本学会のテーマは「つなげる、ひろげる、未来(あす)への一歩」。つながる、ひろがる、ではなく、私たち一人ひとりが主役であるという意味も込めて、あくまでも一人称で「つなげる、ひろげる」といたしました。
長い歴史を有する日本視能矯正学会の主管のお話を頂いた際に、真っ先に思い浮かんだのが「連携」というキーワードでした。折しも、視能訓練士教育の改正議論の最中であり、職種間連携や地域の医療・介護・福祉において、視能のスペシャリストとして視能訓練士が果たす役割について議論が深まっていた時期でもありました。また、様々な医療関連職種の人材を養成する本学では、多職種連携教育や分野・領域を超えた学際的研究も盛んであることから、このような要素を組み込んだ内容が創れないだろうか? と考えを巡らせ、テーマを決定した次第です。多職種との連携や、基礎と臨床の接点など、多領域が関わる学際的研究の視点から、視能訓練士の未来をひろげていく機会・きっかけになればと思っています。
特別講演は、国際医療福祉大学大学院 視機能療法学分野教授 新井田孝裕先生に、多職種・多領域の専門家との連携による学際的研究の成果から、視能訓練士の活躍の場をひろげ未来像を描く機会となるご講演をいただきます。
教育講演1では、東北大学 視覚先端医療学寄付講座 山下勝幸先生に、神経生理学的観点から視神経の発生・再生のメカニズムに関する最新知見について、教育的観点からわかりやすくご講演いただき、基礎と臨床とのつながりを考える機会としていただければと考えています。
教育講演2では、防衛医科大学校 生理学講座 田代晃正先生に、光刺激による不快感や羞明の発症メカニズムについて、動物実験による生理学的検討から得られた新たな知見を踏まえ、まぶしさの神経機構や治療への応用可能性など、教育的観点から分かりやすくご講演いただきます。
教育講演3では、国際医療福祉大学 教授 森圭介先生に、光干渉断層計(OCT)の上手な活用方法について、広角OCTや疑似動画OCTを題材に解説いただきます。目覚ましく進歩する眼底イメージングについて、実践的なご講演をいただきます。
シンポジウム1では、「羞明・疼痛を来す疾患とその治療」をテーマとしました。羞明の神経生理学的な機序を理解した上で、羞明・疼痛を来す疾患と治療について、視能訓練士、眼科医のそれぞれの立場からのアプローチについてディスカッションする機会を設けました。
シンポジウム2は、「フレイルと視機能」をテーマに、フレイルと視機能との関連、高齢者のアイフレイルの実態に関する調査より得られた知見・エビデンスに基づき、フレイルの予防からケアまでを多職種と連携した包括的なアプローチの必要性について考える機会を提供したいと考えています。また、その中で視能訓練士の果たすべき役割についてもディスカッションしていきたいと考えています。

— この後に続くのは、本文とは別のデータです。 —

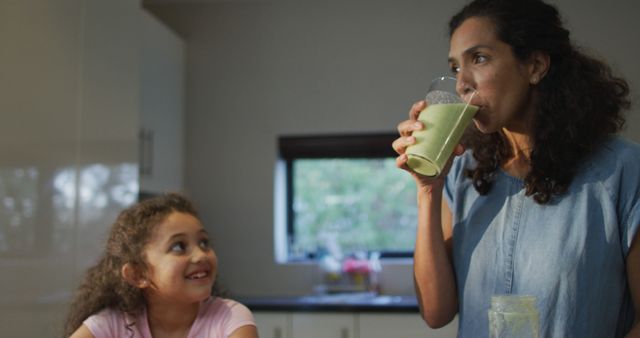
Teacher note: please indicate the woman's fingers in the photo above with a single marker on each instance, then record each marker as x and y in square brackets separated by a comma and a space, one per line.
[415, 110]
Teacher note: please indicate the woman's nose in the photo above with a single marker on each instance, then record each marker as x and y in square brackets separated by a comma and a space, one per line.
[464, 84]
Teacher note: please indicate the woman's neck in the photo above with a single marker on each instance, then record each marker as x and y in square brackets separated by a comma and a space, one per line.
[170, 320]
[519, 162]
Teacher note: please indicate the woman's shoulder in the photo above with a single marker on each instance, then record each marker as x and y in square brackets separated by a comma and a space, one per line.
[616, 165]
[616, 154]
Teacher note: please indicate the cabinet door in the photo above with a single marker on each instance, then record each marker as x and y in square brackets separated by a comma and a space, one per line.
[322, 325]
[273, 324]
[162, 108]
[401, 325]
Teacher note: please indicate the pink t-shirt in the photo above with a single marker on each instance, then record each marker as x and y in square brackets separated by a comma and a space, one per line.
[217, 318]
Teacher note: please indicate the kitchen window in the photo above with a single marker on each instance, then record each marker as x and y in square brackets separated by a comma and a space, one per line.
[341, 195]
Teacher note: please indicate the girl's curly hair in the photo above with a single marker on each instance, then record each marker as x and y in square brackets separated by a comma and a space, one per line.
[103, 286]
[580, 100]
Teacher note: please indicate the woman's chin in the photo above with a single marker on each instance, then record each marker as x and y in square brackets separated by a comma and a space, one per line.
[482, 127]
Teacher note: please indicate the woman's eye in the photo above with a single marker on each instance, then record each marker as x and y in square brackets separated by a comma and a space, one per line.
[178, 247]
[478, 58]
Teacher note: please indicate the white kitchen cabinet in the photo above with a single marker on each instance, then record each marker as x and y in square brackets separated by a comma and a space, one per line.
[348, 325]
[401, 325]
[70, 107]
[322, 325]
[273, 324]
[161, 108]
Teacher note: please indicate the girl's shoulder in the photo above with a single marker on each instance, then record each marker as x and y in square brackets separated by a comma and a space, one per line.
[114, 323]
[219, 317]
[217, 306]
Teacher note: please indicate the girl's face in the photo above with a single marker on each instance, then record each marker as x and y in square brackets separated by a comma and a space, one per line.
[181, 264]
[487, 65]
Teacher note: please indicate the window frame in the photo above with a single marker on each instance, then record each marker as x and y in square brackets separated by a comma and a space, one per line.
[343, 146]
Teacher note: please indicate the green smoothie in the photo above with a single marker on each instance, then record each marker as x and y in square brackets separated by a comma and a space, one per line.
[444, 125]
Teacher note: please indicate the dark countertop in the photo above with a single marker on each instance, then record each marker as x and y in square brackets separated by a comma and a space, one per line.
[356, 302]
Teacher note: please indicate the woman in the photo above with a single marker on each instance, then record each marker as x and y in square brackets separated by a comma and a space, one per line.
[546, 199]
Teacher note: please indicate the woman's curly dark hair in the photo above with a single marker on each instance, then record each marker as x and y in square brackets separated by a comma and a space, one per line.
[580, 100]
[103, 286]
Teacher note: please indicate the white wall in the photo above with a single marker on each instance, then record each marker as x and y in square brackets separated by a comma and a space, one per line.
[257, 70]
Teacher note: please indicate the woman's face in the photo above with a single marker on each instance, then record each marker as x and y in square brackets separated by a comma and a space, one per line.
[483, 63]
[182, 264]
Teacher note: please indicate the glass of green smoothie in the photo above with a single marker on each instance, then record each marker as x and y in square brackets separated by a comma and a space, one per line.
[445, 119]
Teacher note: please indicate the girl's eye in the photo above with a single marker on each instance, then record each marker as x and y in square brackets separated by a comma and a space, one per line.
[178, 247]
[204, 243]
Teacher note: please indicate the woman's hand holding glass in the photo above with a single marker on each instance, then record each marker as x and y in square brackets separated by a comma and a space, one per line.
[406, 129]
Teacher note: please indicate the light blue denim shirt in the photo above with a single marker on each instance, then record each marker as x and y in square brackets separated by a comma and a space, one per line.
[569, 253]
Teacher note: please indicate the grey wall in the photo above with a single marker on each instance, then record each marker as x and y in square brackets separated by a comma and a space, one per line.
[257, 70]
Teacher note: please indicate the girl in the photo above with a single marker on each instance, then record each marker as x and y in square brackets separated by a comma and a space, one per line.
[546, 199]
[155, 279]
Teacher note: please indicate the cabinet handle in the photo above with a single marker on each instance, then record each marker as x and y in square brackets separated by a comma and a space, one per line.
[150, 152]
[146, 152]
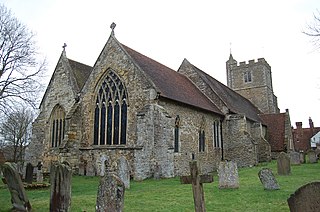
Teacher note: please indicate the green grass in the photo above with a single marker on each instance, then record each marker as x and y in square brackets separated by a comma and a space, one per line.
[170, 195]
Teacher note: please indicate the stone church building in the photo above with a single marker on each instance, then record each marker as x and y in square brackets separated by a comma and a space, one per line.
[129, 105]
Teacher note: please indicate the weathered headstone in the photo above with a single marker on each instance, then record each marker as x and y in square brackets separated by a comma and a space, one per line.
[123, 171]
[283, 163]
[302, 157]
[29, 173]
[60, 180]
[19, 199]
[39, 172]
[228, 175]
[294, 158]
[110, 193]
[197, 180]
[312, 156]
[268, 180]
[305, 198]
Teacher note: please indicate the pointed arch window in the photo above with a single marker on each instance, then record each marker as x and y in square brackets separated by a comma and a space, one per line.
[177, 134]
[57, 126]
[110, 116]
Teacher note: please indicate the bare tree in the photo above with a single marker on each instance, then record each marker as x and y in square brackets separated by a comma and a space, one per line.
[19, 67]
[16, 132]
[313, 29]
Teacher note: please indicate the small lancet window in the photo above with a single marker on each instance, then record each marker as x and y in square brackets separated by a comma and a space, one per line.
[176, 134]
[57, 126]
[110, 116]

さて、学会場である、ライトキューブ宇都宮は世界的な建築家・隈研吾氏がデザインを監修した北関東初の会議中心型コンベンション施設で、2022年11月に開業しました。JR宇都宮東口駅に直結した大変アクセスのよい会場です。また、会場のある宇都宮市は、東京から東北新幹線で約50分の距離にあり、首都圏からのアクセスが良く、“餃子”に代表される食文化のみならず、渡辺貞夫らを輩出した“ジャズのまち”としても知られています。さらに、大谷石地下採掘場跡を活用した“大谷資料館”をはじめ、少し足を延ばすと大藤のみならず四季折々の花々が楽しめる“あしかがフラワーパーク”、世界遺産である“日光東照宮”や“中禅寺湖”など、観光資源の豊富さでも魅力的な県庁所在地です。学会は3連休の最初の2日間で設定しております。ちょうど紅葉の見ごろを迎える時期ですので、学会参加の翌日に訪れてみてはいかがでしょうか。

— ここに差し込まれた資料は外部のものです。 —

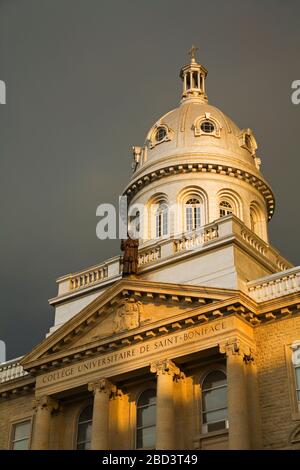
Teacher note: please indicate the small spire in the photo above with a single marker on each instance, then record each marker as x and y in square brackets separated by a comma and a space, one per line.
[192, 53]
[193, 77]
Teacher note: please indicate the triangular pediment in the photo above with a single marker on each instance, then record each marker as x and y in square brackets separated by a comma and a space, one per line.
[128, 307]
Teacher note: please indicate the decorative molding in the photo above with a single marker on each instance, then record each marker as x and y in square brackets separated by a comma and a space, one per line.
[234, 346]
[249, 178]
[102, 386]
[127, 315]
[45, 402]
[165, 367]
[295, 435]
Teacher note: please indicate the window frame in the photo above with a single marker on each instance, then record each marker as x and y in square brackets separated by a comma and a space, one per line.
[292, 384]
[204, 426]
[138, 396]
[13, 424]
[194, 217]
[161, 220]
[225, 208]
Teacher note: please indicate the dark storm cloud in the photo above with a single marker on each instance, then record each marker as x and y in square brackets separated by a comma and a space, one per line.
[85, 80]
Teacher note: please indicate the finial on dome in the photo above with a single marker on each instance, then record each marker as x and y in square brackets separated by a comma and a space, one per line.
[193, 76]
[192, 53]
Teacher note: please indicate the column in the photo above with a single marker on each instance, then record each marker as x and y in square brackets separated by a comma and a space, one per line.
[102, 390]
[43, 410]
[253, 404]
[239, 436]
[165, 372]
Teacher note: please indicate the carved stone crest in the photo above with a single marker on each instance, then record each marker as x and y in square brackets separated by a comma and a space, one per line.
[127, 315]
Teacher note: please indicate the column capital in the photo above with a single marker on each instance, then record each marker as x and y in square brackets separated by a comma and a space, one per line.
[165, 367]
[102, 386]
[235, 347]
[45, 402]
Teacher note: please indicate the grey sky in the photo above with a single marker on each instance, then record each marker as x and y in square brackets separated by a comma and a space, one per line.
[85, 81]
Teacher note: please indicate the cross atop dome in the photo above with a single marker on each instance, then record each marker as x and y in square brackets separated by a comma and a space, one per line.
[193, 76]
[192, 53]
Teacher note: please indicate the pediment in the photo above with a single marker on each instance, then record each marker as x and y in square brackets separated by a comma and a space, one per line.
[128, 307]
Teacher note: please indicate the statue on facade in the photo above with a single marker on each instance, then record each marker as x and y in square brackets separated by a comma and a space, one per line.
[127, 315]
[130, 258]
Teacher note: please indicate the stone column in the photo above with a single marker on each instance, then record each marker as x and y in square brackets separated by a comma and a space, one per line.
[43, 410]
[253, 403]
[239, 436]
[100, 428]
[165, 424]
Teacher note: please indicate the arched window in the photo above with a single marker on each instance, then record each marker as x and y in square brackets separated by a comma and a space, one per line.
[225, 208]
[214, 401]
[135, 225]
[192, 214]
[84, 428]
[161, 220]
[146, 420]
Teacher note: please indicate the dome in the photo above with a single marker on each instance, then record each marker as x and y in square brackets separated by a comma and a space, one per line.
[197, 153]
[198, 130]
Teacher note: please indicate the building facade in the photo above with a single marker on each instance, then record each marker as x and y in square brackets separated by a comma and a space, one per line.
[200, 349]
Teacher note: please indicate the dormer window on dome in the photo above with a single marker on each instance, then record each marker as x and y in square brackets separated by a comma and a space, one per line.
[207, 125]
[247, 141]
[193, 77]
[160, 133]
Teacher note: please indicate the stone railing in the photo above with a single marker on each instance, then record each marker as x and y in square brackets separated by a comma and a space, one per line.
[276, 285]
[164, 250]
[88, 277]
[194, 240]
[149, 256]
[256, 242]
[11, 370]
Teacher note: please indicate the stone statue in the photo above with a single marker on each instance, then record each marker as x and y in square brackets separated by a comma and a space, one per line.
[192, 52]
[130, 257]
[127, 315]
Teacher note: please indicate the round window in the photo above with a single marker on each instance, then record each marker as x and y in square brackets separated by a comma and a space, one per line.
[160, 134]
[207, 127]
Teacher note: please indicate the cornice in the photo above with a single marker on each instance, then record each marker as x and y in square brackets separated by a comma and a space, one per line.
[257, 182]
[135, 287]
[17, 387]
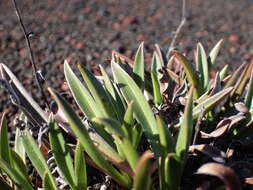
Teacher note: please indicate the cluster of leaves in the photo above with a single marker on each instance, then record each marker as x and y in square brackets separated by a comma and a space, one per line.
[169, 113]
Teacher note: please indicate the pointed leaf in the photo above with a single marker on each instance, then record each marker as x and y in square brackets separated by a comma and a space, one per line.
[209, 103]
[48, 183]
[35, 155]
[185, 133]
[61, 153]
[190, 72]
[113, 95]
[142, 180]
[202, 66]
[226, 174]
[142, 111]
[214, 52]
[25, 101]
[5, 151]
[166, 139]
[80, 167]
[97, 91]
[249, 95]
[173, 171]
[18, 179]
[85, 140]
[138, 67]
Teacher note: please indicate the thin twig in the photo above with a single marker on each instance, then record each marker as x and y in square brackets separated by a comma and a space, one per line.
[31, 53]
[198, 126]
[183, 20]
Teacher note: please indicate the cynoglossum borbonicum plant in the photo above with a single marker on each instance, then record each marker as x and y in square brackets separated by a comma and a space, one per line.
[175, 108]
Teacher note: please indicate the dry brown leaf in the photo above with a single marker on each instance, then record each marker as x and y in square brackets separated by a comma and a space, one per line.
[248, 180]
[211, 151]
[226, 174]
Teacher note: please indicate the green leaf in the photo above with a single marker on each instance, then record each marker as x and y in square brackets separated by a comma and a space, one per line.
[156, 76]
[202, 66]
[142, 111]
[5, 151]
[211, 102]
[166, 139]
[80, 131]
[138, 67]
[34, 154]
[223, 72]
[61, 153]
[4, 185]
[235, 75]
[48, 183]
[18, 179]
[242, 81]
[173, 171]
[97, 91]
[122, 141]
[113, 95]
[249, 94]
[82, 95]
[80, 167]
[191, 74]
[128, 121]
[19, 165]
[19, 147]
[214, 52]
[27, 104]
[113, 126]
[142, 180]
[85, 101]
[185, 133]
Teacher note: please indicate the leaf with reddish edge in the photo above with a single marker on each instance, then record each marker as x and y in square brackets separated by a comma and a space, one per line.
[142, 179]
[226, 174]
[190, 72]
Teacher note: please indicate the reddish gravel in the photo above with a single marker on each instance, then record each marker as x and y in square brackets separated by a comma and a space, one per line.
[87, 31]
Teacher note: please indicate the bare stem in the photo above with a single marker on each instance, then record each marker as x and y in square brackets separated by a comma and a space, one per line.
[30, 52]
[183, 20]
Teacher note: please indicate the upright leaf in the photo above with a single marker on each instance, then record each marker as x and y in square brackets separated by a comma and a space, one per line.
[85, 140]
[138, 68]
[156, 76]
[142, 111]
[214, 52]
[142, 180]
[249, 95]
[36, 157]
[5, 151]
[80, 167]
[61, 153]
[191, 74]
[185, 133]
[18, 179]
[202, 65]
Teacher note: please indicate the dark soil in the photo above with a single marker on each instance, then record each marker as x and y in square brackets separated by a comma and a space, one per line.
[86, 31]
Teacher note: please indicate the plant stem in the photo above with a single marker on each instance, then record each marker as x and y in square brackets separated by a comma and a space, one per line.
[31, 53]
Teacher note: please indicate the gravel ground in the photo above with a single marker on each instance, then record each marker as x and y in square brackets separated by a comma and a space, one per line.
[87, 31]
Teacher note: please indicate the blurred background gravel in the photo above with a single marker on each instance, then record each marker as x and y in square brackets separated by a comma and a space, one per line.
[86, 31]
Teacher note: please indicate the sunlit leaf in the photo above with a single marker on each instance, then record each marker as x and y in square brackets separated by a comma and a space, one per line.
[186, 128]
[61, 153]
[142, 180]
[138, 67]
[80, 167]
[142, 111]
[191, 74]
[85, 140]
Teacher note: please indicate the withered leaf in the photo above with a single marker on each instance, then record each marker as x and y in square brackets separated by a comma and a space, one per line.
[211, 151]
[226, 174]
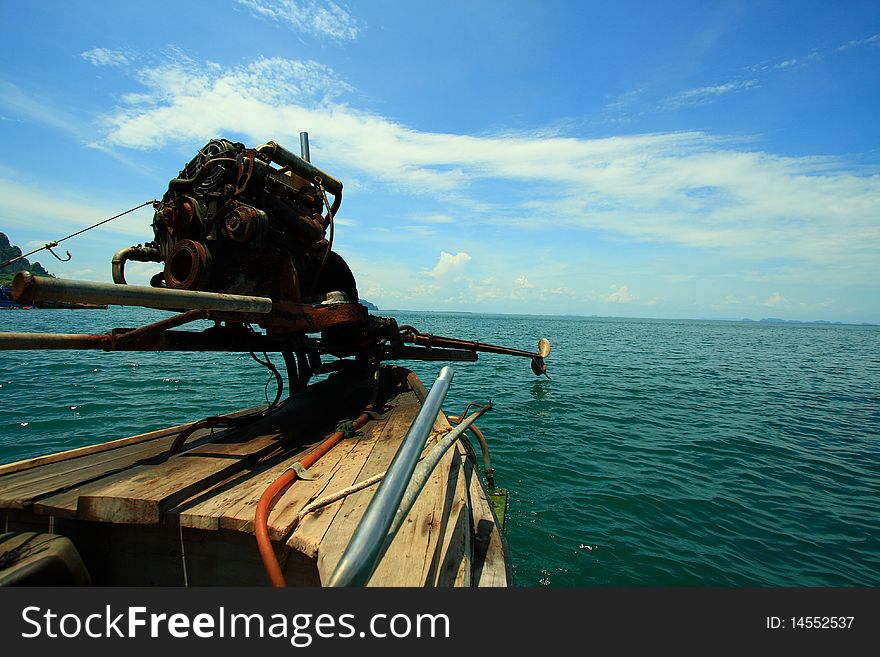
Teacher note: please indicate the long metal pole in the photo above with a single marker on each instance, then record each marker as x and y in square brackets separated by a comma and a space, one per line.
[360, 557]
[423, 472]
[27, 288]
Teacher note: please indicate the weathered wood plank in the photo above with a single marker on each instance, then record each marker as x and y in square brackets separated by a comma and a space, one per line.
[48, 459]
[307, 536]
[19, 490]
[150, 490]
[347, 457]
[451, 563]
[346, 519]
[489, 549]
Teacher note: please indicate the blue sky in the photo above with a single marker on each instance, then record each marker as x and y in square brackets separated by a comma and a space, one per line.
[674, 159]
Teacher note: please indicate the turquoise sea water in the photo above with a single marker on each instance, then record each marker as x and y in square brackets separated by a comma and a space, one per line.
[661, 453]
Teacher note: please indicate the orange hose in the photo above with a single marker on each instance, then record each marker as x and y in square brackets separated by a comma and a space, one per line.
[277, 488]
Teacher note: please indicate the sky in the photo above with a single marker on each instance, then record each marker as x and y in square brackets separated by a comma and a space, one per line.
[637, 159]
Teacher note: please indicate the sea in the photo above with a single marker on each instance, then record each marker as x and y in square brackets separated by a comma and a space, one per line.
[658, 453]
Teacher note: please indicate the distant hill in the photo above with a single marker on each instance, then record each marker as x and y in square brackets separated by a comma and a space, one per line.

参加された皆様の心にしっかりと刻まれ、そして実り多く活気ある学会にすべく準備を進めております。一人でも多くの皆様にぜひとも現地に足を運んでいただき、関連企業の皆様も一緒に、未来につなげる、ひろげる機会にしていただければ幸いです。
多数の皆様のご参加を心からお待ちしております。